Doron Cohen, CEO of Covercy, a cross-border business payments service enabling up to 80% cheaper transactional fees than traditional banks said:
“Sterling’s plunge is an indication that the markets clearly believe that there will be a ‘hard’ Brexit, following on from Theresa May’s comments over the weekend. In the short term, this means that the currency’s value could plumb new depths due to the atmosphere of uncertainty, with the slightest pronouncement having a profound impact on the currency markets.

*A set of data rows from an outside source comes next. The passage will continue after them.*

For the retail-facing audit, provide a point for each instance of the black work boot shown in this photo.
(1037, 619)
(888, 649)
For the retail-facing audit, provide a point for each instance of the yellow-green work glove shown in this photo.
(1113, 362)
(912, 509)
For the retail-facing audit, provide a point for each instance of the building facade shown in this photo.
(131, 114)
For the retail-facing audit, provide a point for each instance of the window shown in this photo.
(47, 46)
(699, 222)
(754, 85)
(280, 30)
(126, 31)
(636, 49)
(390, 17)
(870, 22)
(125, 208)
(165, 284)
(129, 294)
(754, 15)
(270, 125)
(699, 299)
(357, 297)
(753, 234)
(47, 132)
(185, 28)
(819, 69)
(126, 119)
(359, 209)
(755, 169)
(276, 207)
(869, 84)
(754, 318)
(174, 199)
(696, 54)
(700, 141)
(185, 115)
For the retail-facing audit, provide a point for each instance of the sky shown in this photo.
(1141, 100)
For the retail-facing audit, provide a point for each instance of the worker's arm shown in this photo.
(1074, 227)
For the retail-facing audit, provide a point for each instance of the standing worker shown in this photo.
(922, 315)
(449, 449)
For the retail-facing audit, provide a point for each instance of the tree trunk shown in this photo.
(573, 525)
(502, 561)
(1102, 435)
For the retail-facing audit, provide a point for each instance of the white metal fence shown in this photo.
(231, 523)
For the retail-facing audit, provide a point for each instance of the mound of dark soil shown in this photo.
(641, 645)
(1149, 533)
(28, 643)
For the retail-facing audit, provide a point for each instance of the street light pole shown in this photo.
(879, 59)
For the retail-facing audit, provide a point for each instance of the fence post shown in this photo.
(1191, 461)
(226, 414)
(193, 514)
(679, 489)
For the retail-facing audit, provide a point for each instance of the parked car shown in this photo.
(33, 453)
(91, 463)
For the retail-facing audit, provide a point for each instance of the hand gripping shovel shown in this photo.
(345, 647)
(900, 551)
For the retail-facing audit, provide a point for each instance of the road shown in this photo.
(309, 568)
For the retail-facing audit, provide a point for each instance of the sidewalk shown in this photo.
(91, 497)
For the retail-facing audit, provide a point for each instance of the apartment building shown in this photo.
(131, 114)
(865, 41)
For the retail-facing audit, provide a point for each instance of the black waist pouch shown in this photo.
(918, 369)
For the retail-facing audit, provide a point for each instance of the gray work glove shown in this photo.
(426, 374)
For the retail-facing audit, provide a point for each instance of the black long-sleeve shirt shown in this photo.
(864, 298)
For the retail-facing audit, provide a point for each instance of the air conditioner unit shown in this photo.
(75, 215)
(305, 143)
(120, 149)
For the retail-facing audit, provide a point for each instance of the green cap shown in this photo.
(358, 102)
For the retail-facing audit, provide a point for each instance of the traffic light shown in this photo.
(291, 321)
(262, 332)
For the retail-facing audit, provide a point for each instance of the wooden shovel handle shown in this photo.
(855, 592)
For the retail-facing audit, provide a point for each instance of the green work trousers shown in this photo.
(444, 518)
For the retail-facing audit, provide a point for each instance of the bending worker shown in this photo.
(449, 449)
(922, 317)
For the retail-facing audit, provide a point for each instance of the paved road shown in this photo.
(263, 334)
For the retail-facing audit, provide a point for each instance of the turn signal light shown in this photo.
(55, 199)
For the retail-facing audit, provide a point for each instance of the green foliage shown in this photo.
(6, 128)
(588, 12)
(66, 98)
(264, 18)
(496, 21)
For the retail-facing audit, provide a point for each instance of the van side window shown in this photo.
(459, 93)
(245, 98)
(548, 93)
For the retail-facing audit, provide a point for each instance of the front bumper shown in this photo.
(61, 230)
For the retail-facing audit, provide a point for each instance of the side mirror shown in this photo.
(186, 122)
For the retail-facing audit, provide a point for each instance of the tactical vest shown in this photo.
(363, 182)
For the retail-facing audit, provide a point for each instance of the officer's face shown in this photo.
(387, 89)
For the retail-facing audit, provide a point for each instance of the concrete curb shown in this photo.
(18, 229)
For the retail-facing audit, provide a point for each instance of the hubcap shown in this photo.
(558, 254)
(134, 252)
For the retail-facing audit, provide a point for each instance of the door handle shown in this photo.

“The big question is if Britain will lose access to the single market. If it does, in the longer term, financial organisations, both big and small will face a much more complicated regulatory structure. Currently, organisations, such asCovercy, can operate anywhere within the European Union. However, if single market access is lost, two separate licences will be required, one for the EU and one for Britain. The consequences of what this actually means and how much red tape will be involved is the real unknown for financial businesses, however it is safe to say that jobs in the financial sector in the UK would be lost to other EU regions, with Frankfurt being the most likely destination to benefit most.”
“Also, there will be an adverse long term effect on UK exporters. Currently they are enjoying the short term benefit of the historically low sterling rate, but if single market access is lost, they will have to face import taxes imposed on their products in large EU countries, making it harder for them to compete against EU based exporters.”